Puts the loss of television shows into perspective.
no subject
When my most beloved of dogs, who had shared all his seventeen years with us, had gone downhill to the point of wanting to leave - and oh yes, he did let us know - we took him to our vet, who was a friend of his and of ours, for a gentle death. And when the time came to start the wind-down process, I couldn't face it and had to go wait in the reception room while my then-husband and my eldest brother stayed. And do you know what happened? My most beloved of dogs fought the anaesthetic, and fought it, and fought it until he did the one thing he'd never done in all his years, the one thing we used to tease him about never doing: he howled.

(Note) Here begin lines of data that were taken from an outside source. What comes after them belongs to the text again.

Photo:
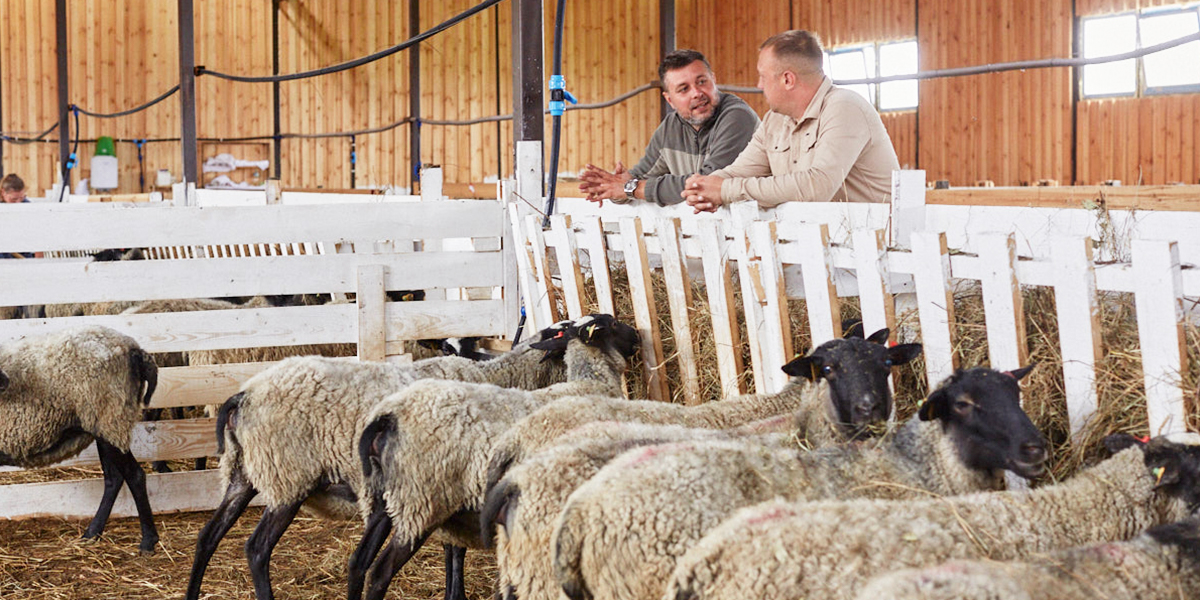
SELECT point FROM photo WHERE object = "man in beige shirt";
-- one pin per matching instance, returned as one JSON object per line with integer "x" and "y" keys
{"x": 817, "y": 143}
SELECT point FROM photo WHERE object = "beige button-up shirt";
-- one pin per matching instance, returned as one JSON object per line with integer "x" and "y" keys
{"x": 838, "y": 150}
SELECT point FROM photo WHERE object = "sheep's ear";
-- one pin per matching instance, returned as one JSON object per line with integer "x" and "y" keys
{"x": 1119, "y": 442}
{"x": 880, "y": 337}
{"x": 904, "y": 353}
{"x": 804, "y": 366}
{"x": 1018, "y": 373}
{"x": 935, "y": 406}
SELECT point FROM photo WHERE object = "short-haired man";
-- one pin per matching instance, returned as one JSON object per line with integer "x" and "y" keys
{"x": 817, "y": 143}
{"x": 706, "y": 132}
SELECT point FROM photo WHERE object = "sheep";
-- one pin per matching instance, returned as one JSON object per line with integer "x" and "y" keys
{"x": 303, "y": 415}
{"x": 828, "y": 550}
{"x": 1163, "y": 563}
{"x": 523, "y": 505}
{"x": 858, "y": 399}
{"x": 960, "y": 441}
{"x": 67, "y": 388}
{"x": 425, "y": 450}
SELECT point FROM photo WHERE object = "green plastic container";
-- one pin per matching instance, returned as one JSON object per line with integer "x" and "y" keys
{"x": 105, "y": 147}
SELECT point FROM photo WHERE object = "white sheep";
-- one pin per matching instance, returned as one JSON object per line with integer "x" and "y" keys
{"x": 291, "y": 435}
{"x": 856, "y": 401}
{"x": 523, "y": 507}
{"x": 1163, "y": 563}
{"x": 963, "y": 438}
{"x": 828, "y": 550}
{"x": 69, "y": 388}
{"x": 425, "y": 449}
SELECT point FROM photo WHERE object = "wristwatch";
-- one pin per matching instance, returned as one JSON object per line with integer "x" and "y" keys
{"x": 631, "y": 189}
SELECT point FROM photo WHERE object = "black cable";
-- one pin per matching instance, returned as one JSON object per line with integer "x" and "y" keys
{"x": 135, "y": 109}
{"x": 360, "y": 61}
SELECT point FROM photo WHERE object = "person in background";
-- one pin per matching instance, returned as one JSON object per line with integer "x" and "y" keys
{"x": 817, "y": 143}
{"x": 707, "y": 130}
{"x": 12, "y": 191}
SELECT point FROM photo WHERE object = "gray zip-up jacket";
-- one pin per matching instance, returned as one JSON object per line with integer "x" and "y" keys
{"x": 677, "y": 150}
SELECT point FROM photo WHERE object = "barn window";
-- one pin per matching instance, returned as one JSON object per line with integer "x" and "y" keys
{"x": 877, "y": 60}
{"x": 1173, "y": 71}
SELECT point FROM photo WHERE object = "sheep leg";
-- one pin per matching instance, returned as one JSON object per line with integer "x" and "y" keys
{"x": 136, "y": 480}
{"x": 262, "y": 543}
{"x": 373, "y": 535}
{"x": 113, "y": 481}
{"x": 237, "y": 498}
{"x": 393, "y": 558}
{"x": 456, "y": 588}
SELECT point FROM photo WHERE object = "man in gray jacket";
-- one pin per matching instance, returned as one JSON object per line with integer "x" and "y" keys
{"x": 706, "y": 132}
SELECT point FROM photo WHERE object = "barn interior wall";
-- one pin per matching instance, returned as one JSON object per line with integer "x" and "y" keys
{"x": 1009, "y": 127}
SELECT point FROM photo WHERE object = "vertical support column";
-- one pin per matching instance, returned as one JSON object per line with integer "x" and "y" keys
{"x": 414, "y": 93}
{"x": 187, "y": 94}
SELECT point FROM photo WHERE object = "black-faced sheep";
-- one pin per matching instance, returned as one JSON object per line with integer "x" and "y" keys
{"x": 425, "y": 450}
{"x": 69, "y": 388}
{"x": 961, "y": 439}
{"x": 291, "y": 435}
{"x": 828, "y": 550}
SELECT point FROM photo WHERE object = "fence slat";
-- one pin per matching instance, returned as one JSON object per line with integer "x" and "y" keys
{"x": 1159, "y": 307}
{"x": 1079, "y": 328}
{"x": 645, "y": 312}
{"x": 593, "y": 240}
{"x": 675, "y": 271}
{"x": 871, "y": 269}
{"x": 719, "y": 287}
{"x": 777, "y": 334}
{"x": 820, "y": 294}
{"x": 935, "y": 304}
{"x": 1002, "y": 303}
{"x": 568, "y": 264}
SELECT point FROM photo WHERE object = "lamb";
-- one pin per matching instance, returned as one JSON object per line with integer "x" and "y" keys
{"x": 303, "y": 415}
{"x": 523, "y": 507}
{"x": 65, "y": 389}
{"x": 828, "y": 550}
{"x": 1163, "y": 563}
{"x": 858, "y": 399}
{"x": 960, "y": 441}
{"x": 425, "y": 450}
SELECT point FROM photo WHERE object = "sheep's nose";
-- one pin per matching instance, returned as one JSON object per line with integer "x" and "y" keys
{"x": 1033, "y": 453}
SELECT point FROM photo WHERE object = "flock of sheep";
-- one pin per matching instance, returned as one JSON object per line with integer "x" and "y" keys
{"x": 807, "y": 493}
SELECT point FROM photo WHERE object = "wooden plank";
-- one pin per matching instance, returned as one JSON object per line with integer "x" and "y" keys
{"x": 593, "y": 240}
{"x": 568, "y": 264}
{"x": 1079, "y": 329}
{"x": 719, "y": 287}
{"x": 777, "y": 335}
{"x": 675, "y": 271}
{"x": 370, "y": 299}
{"x": 820, "y": 294}
{"x": 1002, "y": 301}
{"x": 871, "y": 269}
{"x": 1159, "y": 305}
{"x": 935, "y": 304}
{"x": 547, "y": 298}
{"x": 641, "y": 293}
{"x": 169, "y": 492}
{"x": 33, "y": 282}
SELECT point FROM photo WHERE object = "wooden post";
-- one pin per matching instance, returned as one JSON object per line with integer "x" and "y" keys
{"x": 1158, "y": 299}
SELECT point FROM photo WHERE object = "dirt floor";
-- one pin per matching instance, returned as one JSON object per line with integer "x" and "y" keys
{"x": 46, "y": 558}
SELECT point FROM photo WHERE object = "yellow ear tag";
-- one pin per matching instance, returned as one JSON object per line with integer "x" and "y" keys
{"x": 1158, "y": 474}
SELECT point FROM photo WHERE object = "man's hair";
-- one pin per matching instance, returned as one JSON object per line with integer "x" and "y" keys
{"x": 798, "y": 49}
{"x": 679, "y": 59}
{"x": 11, "y": 183}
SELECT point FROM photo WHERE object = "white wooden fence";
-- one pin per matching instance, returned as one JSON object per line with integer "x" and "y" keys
{"x": 375, "y": 265}
{"x": 882, "y": 255}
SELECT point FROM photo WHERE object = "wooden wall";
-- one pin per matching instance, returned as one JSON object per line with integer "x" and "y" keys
{"x": 1009, "y": 127}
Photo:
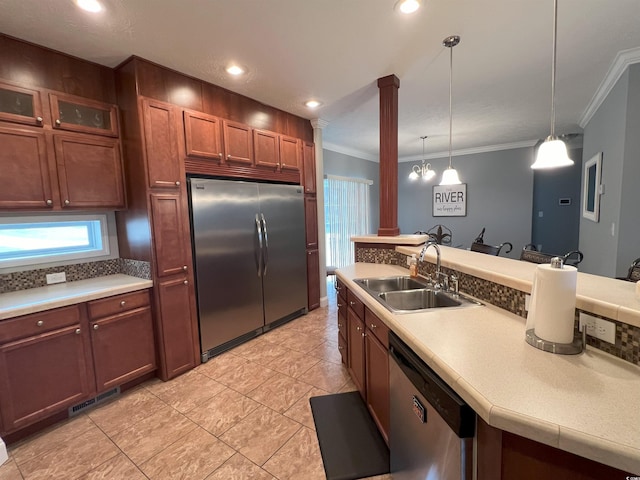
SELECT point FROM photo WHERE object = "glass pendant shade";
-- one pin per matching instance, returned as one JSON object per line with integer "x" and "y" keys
{"x": 552, "y": 154}
{"x": 450, "y": 177}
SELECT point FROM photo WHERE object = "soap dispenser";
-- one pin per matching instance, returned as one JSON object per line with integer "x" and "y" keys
{"x": 413, "y": 266}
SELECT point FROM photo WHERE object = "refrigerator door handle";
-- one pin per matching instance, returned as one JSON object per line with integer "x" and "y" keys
{"x": 266, "y": 245}
{"x": 260, "y": 248}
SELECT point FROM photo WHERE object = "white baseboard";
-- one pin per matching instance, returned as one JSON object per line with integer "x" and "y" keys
{"x": 3, "y": 452}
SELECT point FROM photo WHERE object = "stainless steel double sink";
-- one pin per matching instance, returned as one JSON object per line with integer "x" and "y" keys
{"x": 404, "y": 294}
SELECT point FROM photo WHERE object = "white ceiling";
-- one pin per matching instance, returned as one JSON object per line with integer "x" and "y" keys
{"x": 335, "y": 50}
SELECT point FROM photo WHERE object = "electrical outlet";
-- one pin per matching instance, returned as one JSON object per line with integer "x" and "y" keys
{"x": 56, "y": 278}
{"x": 589, "y": 322}
{"x": 606, "y": 330}
{"x": 598, "y": 327}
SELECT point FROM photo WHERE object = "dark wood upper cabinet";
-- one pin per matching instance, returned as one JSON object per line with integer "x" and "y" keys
{"x": 266, "y": 149}
{"x": 163, "y": 164}
{"x": 203, "y": 136}
{"x": 289, "y": 153}
{"x": 83, "y": 115}
{"x": 170, "y": 242}
{"x": 309, "y": 167}
{"x": 177, "y": 352}
{"x": 25, "y": 174}
{"x": 238, "y": 142}
{"x": 89, "y": 171}
{"x": 20, "y": 105}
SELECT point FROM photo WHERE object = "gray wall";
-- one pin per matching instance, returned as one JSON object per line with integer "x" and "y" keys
{"x": 556, "y": 231}
{"x": 499, "y": 198}
{"x": 611, "y": 244}
{"x": 348, "y": 166}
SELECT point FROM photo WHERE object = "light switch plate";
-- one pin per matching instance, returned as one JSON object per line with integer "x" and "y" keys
{"x": 56, "y": 278}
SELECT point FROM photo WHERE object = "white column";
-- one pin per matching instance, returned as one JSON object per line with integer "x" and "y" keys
{"x": 318, "y": 124}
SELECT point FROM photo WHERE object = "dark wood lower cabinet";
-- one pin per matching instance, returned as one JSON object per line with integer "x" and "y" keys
{"x": 174, "y": 327}
{"x": 52, "y": 360}
{"x": 355, "y": 350}
{"x": 123, "y": 347}
{"x": 43, "y": 374}
{"x": 505, "y": 456}
{"x": 377, "y": 379}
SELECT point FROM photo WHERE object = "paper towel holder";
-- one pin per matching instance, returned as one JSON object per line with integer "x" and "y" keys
{"x": 579, "y": 342}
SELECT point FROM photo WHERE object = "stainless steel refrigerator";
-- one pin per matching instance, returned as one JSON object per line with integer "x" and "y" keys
{"x": 250, "y": 258}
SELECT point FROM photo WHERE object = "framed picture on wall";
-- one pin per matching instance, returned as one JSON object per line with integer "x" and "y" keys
{"x": 450, "y": 200}
{"x": 591, "y": 187}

He howled a primal howl, and I ran back inn - and even though he had been blind for months, the moment I entered the room again he stopped howling and raised his head to me. And I held him and stroked his head, and then he licked the flood of tears on my face and sighed a parting sigh, because he'd said his goodbye to me and was ready then to die and this time it was all right for me to go and wait outside while my men held him until his heart stopped beating and he was all gone.
And the name of my most beloved of dogs, still loved and missed by us all forty years later (to the month)?
Alex.
No, really.
x x x
no subject
He almost didn't make it through the night, but he rallied. Alex's manumission arrives today at noon. And then I shall have to take care of BB, because Alex became BB's cat, and he is being torn apart by this. Me, I've cried, and will cry again, but I can get through it.
(In an echo of the story of your Alex; long ago, we had a cat named Finnegan, who had cancer. We had a vet come in, and give her the initial sedative. She got up and walked around, spooking the vet until we had to calm him down, so that he could administer another shot. She was beautiful - spiky in her affections, fiercely independent, and we thought it was the best way for her to go out, on her own terms, and discomfiting a human.)
no subject
I also didn't mention, over in the other post, that my Alex was an Alexander too. But of course we only used his full name when he'd done something naughty :-)
no subject
no subject
no subject
no subject
When BB had an external storage hard drive go bad a while back, he was able to recover something like 80 percent of it over the space of a week, by wrapping the drive up and putting it in the freezer, pulling it out and off-loading onto a new external drive until the thing heated up and seized again; then it was back to the freezer for another 12 hours or so, lather, rinse, repeat. But this is completely different.